Ras families and sub-families defined by singular vectors (labeled at right). For comparison, dominant peptide strings identified by SVD (boxes) are shown within a Clustal-X alignment. The aligned region corresponds to the first 181aa's of the 192aa Human Rac3 protein. Protein sequences are labeled by gi# (or ensemble# for Frup). Asterisks (*) indicate globally conserved residues. Subfamily motifs associated with negative vector values are denoted with an "a" suffix (e.g. 350a).

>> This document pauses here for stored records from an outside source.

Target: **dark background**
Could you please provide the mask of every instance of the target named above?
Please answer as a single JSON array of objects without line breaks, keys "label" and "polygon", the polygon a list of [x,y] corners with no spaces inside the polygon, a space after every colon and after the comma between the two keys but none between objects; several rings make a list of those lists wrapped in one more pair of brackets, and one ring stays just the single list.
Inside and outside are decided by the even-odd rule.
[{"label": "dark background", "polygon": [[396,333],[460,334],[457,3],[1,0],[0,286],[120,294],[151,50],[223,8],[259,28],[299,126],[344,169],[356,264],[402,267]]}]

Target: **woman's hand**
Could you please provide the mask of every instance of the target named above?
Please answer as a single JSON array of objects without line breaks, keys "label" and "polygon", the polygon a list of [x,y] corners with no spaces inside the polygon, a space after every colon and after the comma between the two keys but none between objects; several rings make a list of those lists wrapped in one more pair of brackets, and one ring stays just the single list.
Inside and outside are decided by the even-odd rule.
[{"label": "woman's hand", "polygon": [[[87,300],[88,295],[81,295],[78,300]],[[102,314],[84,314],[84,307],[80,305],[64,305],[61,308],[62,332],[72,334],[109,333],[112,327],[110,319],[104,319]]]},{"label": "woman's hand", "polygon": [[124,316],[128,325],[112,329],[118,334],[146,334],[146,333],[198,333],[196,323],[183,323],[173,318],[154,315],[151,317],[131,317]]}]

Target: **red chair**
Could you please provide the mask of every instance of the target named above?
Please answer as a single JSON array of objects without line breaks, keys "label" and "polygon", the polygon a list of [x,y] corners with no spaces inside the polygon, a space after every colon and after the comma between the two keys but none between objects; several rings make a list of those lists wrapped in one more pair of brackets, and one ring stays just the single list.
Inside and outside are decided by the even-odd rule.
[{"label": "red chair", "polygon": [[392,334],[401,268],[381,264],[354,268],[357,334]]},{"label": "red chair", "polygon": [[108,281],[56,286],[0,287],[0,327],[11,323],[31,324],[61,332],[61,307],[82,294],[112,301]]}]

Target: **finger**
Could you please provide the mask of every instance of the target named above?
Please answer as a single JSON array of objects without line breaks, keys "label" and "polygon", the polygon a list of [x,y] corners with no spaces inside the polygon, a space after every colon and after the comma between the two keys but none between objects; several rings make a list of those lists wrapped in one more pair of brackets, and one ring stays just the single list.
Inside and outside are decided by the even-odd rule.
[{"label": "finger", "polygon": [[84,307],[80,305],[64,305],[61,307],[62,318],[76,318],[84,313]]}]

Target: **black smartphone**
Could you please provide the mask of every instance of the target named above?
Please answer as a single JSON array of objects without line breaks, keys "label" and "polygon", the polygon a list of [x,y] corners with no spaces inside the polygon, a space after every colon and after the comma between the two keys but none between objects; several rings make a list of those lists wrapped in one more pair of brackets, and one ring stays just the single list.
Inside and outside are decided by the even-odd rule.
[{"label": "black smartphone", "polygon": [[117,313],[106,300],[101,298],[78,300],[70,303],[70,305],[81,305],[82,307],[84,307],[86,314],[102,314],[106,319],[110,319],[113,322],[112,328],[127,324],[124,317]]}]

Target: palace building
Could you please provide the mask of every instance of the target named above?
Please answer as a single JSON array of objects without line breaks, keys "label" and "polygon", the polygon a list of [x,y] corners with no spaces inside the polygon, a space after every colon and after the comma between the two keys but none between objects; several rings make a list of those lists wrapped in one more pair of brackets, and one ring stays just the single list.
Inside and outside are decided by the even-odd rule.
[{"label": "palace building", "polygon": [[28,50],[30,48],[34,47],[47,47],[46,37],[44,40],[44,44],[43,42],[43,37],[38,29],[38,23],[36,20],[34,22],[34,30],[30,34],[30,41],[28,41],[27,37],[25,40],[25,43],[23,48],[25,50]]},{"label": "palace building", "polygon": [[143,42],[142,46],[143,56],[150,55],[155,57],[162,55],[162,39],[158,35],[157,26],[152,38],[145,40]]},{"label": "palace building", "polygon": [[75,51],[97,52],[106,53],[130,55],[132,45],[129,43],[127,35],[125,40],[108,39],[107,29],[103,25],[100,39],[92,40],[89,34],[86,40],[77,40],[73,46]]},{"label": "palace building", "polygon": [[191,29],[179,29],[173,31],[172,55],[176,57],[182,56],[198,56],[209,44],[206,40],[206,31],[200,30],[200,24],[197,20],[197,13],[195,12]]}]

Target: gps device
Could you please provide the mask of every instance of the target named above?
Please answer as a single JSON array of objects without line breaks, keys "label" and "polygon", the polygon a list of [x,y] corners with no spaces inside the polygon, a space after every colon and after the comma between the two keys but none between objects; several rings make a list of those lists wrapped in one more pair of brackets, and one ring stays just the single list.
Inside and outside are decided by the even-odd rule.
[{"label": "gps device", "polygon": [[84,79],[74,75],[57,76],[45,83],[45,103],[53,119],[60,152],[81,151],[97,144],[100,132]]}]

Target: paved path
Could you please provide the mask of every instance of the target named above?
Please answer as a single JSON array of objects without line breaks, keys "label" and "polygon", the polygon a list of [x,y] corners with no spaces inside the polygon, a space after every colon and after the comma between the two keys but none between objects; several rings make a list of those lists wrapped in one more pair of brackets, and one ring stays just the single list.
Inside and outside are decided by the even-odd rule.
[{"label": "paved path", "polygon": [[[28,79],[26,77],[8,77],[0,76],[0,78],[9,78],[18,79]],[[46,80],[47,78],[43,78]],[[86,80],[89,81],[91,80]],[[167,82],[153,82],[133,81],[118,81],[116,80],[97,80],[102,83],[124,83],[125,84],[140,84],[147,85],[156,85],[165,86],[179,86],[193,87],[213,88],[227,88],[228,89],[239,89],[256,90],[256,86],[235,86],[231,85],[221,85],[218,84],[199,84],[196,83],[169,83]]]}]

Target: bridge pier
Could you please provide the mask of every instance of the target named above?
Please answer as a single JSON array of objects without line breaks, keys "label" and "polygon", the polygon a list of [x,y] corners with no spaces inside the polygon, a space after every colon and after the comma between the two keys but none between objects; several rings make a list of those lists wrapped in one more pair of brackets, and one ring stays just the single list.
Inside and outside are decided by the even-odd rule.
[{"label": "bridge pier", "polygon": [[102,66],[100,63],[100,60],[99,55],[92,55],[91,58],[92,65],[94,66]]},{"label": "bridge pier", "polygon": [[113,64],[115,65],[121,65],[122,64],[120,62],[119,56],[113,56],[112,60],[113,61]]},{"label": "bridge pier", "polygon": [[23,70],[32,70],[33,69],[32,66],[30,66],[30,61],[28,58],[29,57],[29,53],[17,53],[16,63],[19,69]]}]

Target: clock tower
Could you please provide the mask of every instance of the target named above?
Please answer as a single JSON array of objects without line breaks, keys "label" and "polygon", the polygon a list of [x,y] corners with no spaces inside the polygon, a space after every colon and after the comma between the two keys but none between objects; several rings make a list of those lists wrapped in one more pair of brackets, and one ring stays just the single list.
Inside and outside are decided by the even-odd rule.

Instead of simply providing restricted motif summaries using the most dominant elements of the left singular vectors, we have also attempted to examine entire vectors in order to gain a better understanding of the motifs (and associated protein families) they describe. A reasonably efficient method for depicting left singular vectors is presented in Figure 2, using vectors 389 and 277 as examples. Both vectors are shown as frequency distributions (purple bars) that summarize the approximate magnitudes of the projections provided by all 160,000 tetrapeptides on the vector in question. These distributions are compared to a normal distribution having the same standard deviation (blue bars). In both examples, a significant fraction of tetrapeptides have high or low values in considerable excess of that expected from a normal distribution. Many of these also exceed the arbitrary cut-off value of 0.025 (dashed lines) used to extract the dominant tetrapeptides that serve to summarize the corresponding motifs. Parts of the Rab5 and HaRas motifs extracted from vector 277 are shown in Figure 2A as overlapping dominant tetrapeptides with associated projection values. Similar motifs extracted from vector 389 are shown in Figure 2B. In the latter case, a motif from the large subunit ribosomal protein rpL29 represents the "anti-motif"of the Ras/Rab proteins described by the extreme vector elements of opposite sign.

Figure 2.

Figure 2

Left singular vectors depicted as tetrapeptide projection value frequency distributions. Distributions for singular vectors 277 (A) and 389 (B) are shown in purple, normal distributions having the same standard deviation are shown in blue. For both distributions, the vast majority of values fall between 0.015 and -0.015. Dashed lines mark the cut-off values used to extract dominant tetrapeptides summarizing correlated peptide (copep) motifs. Selected strings of overlapping tetrapeptides describing parts of these motifs are shown boxed above the approximate regions in the distribution in which they appear.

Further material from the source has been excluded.